I have the following program
import pycuda.driver as cuda
import pycuda.autoinit
from pycuda.compiler import SourceModule
mod = SourceModule("""
#include <stdio.h>
__global__ void myfirst_kernel()
{
printf("I am in block no: %d thread no: %d \\n", blockIdx.x, threadIdx.x);
}
""")
function = mod.get_function("myfirst_kernel")
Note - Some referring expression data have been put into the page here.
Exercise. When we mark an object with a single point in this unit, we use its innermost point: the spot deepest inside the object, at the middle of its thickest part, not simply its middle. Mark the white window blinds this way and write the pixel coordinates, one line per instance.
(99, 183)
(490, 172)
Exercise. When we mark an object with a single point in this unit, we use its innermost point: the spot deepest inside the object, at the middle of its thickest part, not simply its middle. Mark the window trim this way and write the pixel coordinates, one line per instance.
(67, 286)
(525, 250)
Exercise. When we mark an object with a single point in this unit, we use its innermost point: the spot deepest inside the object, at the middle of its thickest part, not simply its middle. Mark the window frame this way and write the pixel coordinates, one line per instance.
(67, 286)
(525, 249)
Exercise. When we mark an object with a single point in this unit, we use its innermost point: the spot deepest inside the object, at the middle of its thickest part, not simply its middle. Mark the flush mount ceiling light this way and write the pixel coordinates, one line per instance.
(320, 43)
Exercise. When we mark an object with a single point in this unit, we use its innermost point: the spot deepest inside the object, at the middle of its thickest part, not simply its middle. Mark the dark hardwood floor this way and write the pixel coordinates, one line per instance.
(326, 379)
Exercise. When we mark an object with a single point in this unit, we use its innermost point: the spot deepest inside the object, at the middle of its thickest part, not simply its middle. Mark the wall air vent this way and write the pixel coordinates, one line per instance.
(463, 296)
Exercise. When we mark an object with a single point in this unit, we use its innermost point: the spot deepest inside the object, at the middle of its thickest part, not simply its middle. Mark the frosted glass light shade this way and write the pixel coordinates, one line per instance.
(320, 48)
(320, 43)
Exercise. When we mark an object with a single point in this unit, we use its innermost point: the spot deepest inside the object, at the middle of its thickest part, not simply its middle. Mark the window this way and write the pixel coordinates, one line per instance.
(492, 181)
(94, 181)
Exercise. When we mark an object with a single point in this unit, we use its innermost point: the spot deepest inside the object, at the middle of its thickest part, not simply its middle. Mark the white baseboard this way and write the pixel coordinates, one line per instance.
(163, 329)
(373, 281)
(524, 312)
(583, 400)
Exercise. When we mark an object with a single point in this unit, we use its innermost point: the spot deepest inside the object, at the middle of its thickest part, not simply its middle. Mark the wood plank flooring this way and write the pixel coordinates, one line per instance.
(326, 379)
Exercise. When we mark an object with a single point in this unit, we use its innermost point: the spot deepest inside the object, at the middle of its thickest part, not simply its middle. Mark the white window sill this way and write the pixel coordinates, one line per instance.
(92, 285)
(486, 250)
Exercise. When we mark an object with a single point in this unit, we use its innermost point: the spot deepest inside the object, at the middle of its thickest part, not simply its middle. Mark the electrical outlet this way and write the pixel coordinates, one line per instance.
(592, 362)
function(grid=(10,2),block=(1,1,1))
As you can see I am running 10 blocks and 2 threads per block. However the output is
python thread_execution.py
I am in block no: 1 thread no: 0
I am in block no: 7 thread no: 0
I am in block no: 1 thread no: 0
I am in block no: 7 thread no: 0
I am in block no: 3 thread no: 0
I am in block no: 0 thread no: 0
I am in block no: 3 thread no: 0
I am in block no: 6 thread no: 0
I am in block no: 9 thread no: 0
I am in block no: 0 thread no: 0
I am in block no: 9 thread no: 0
I am in block no: 6 thread no: 0
I am in block no: 5 thread no: 0
I am in block no: 2 thread no: 0
I am in block no: 5 thread no: 0
I am in block no: 8 thread no: 0
I am in block no: 4 thread no: 0
I am in block no: 2 thread no: 0
I am in block no: 8 thread no: 0
I am in block no: 4 thread no: 0
I was expecting threadIdx.x would give me 1 too. Why is always 0?